Lucky Red

Lucky Red (2023) by Claudia Cravens caught my eye when I read this review, but it took a year for me to finally listen to it. I was completely blown away by the voice of the main character, Bridget. We recently read the classic western True Grit, by Charles Portis, for my book club, and Bridget’s determination and voice reminded me a lot of Mattie from True Grit, if she had become a sporting woman and fallen in love with a female gunfighter.

In the 1870s, Bridget is sixteen, an only child who takes care of her drunkard father, as her mother died giving birth to her. She manages to make do, doing chores for other people when she can get away, and her father doesn’t beat her, but dissolves into his own grief when he’s drunk. One day he comes home with a wagon and a couple of mules, which he has sold the farm to get, and they set off west. Tragedy befalls him when they’ve stopped at a sod house in an oasis in the prairie, so Bridget makes her way to the nearest town, Dodge City, Kansas on their remaining mule.

After selling her belongings in exchange for a week at a rooming house, Bridget wanders, looking for work, when a madam at the Buffalo Queen whorehouse, sees her, and offers her a meal and a chance to work, as they’ve been in need of a redhead. Seeing as she has to eat, Bridget becomes a sporting woman.

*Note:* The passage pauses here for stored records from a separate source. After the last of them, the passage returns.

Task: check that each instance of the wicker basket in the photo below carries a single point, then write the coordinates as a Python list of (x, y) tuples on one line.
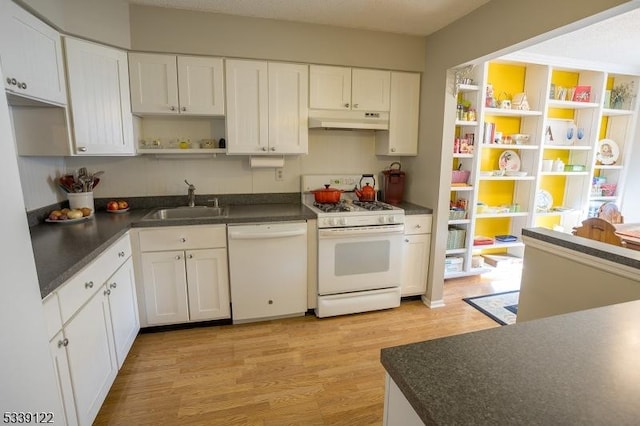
[(455, 238), (608, 189), (457, 214)]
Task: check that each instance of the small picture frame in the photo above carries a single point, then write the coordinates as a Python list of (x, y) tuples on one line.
[(582, 94)]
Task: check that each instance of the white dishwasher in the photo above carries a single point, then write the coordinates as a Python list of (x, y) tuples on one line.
[(267, 270)]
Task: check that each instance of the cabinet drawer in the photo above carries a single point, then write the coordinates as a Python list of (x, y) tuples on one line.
[(52, 315), (77, 291), (183, 238), (417, 224)]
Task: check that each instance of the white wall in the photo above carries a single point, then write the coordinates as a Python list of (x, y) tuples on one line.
[(26, 369), (104, 21)]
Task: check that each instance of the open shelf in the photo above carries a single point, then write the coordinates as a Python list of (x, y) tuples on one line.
[(501, 112), (552, 103)]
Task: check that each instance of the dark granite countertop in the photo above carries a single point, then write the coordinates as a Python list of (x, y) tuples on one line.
[(621, 255), (573, 369), (61, 250)]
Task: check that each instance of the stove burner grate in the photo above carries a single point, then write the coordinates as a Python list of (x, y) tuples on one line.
[(372, 205), (333, 207)]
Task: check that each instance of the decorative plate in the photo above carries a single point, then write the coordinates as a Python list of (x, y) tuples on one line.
[(509, 161), (544, 200), (608, 152)]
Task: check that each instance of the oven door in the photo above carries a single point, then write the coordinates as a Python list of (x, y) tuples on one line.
[(359, 258)]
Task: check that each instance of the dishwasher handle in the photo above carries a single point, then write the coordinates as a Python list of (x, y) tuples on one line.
[(251, 235)]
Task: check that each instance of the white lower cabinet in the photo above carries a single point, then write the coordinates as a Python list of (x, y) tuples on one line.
[(397, 410), (191, 284), (124, 310), (415, 254), (92, 358), (92, 322), (58, 349)]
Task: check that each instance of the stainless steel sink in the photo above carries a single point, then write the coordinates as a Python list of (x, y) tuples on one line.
[(198, 212)]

The Buffalo Queen isn’t so bad as whorehouses go–it’s run by two women, and she meets Constance, a widow who reads at every chance she can get, who becomes her closest friend. The worst of the fights and nastiest of the cowboys steer clear, especially after they have the protection of the Sheriff Jim Bonnie, who is fond of redheads.

Then a notorious outlaw is captured by a gunslinger family, the Lees, and he is to be hanged in Dodge City. Spartan Lee, the sister, manages to catch him as he tries to escape the noose, and Bridget is fascinated by the female gunslinger.

That’s when things start to fall apart. I couldn’t stop listening. It was thankfully free from anti-fat bias, and so I consider it weight-neutral. I highly recommend it, but be warned, it is not a romance (though there are plenty of spicy scenes) and it is definitely a western (many people die). Thanks to Claudia Cravens for writing this queer, feminist, coming-of-age western! I so enjoyed it!